Publication Abstract from PubMed
Human mitochondrial glutaredoxin 2 (GLRX2), which controls intracellular redox balance and apoptosis, exists in a dynamic equilibrium of enzymatically active monomers and quiescent dimers. Crystal structures of both monomeric and dimeric forms of human GLRX2 reveal a distinct glutathione binding mode and show a 2Fe-2S-bridged dimer. The iron-sulfur cluster is coordinated through the N-terminal active site cysteine, Cys-37, and reduced glutathione. The structures indicate that the enzyme can be inhibited by a high GSH/GSSG ratio either by forming a 2Fe-2S-bridged dimer that locks away the N-terminal active site cysteine or by binding non-covalently and blocking the active site as seen in the monomer.
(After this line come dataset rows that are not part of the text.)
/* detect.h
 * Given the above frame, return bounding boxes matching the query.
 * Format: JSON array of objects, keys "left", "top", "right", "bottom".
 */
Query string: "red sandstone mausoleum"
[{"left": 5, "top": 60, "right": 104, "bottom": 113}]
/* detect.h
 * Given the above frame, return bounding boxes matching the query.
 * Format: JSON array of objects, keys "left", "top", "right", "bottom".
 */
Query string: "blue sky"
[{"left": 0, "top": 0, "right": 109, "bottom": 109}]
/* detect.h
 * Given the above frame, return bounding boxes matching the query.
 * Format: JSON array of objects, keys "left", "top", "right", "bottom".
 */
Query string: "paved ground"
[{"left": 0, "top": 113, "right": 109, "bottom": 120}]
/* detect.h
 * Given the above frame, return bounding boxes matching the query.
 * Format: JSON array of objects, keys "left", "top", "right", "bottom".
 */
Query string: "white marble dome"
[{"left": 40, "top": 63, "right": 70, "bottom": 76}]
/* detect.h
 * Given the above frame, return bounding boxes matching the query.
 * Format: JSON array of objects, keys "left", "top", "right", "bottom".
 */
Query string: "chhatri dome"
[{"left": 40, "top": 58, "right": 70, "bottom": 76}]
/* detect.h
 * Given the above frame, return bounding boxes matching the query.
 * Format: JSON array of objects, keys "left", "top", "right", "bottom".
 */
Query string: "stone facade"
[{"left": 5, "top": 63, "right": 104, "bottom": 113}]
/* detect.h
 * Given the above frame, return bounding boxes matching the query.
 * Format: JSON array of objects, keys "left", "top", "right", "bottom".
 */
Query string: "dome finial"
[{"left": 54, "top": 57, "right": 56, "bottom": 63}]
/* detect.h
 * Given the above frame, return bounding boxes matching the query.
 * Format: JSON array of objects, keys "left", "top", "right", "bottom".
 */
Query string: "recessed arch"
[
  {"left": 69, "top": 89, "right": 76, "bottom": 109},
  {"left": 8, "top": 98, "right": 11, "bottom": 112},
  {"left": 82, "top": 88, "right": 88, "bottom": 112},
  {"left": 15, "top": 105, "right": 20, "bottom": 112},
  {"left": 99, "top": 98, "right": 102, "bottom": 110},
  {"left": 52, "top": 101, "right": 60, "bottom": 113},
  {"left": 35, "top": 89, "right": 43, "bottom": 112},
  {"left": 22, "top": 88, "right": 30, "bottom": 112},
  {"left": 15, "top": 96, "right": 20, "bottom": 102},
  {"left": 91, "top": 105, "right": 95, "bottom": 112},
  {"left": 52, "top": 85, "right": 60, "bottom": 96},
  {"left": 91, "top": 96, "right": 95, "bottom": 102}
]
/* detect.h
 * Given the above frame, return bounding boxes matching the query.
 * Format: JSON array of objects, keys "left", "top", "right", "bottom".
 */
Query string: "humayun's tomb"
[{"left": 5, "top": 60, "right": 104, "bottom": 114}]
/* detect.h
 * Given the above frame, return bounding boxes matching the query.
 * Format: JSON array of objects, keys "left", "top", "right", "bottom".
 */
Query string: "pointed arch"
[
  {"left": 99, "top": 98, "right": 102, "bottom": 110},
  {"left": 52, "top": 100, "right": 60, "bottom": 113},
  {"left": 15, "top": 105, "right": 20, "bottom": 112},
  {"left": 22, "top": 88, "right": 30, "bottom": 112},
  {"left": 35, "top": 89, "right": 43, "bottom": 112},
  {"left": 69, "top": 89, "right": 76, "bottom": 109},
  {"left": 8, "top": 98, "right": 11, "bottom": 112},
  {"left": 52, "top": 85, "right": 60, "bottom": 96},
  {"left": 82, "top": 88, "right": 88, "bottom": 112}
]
The properties that permit GLRX2, and not other glutaredoxins, to form an iron-sulfur-containing dimer are likely due to the proline-to-serine substitution in the active site motif, allowing the main chain more flexibility in this area and providing polar interaction with the stabilizing glutathione. This appears to be a novel use of an iron-sulfur cluster in which binding of the cluster inactivates the protein by sequestering active site residues and where loss of the cluster through changes in subcellular redox status creates a catalytically active protein. Under oxidizing conditions, the dimers would readily separate into iron-free active monomers, providing a structural explanation for glutaredoxin activation under oxidative stress.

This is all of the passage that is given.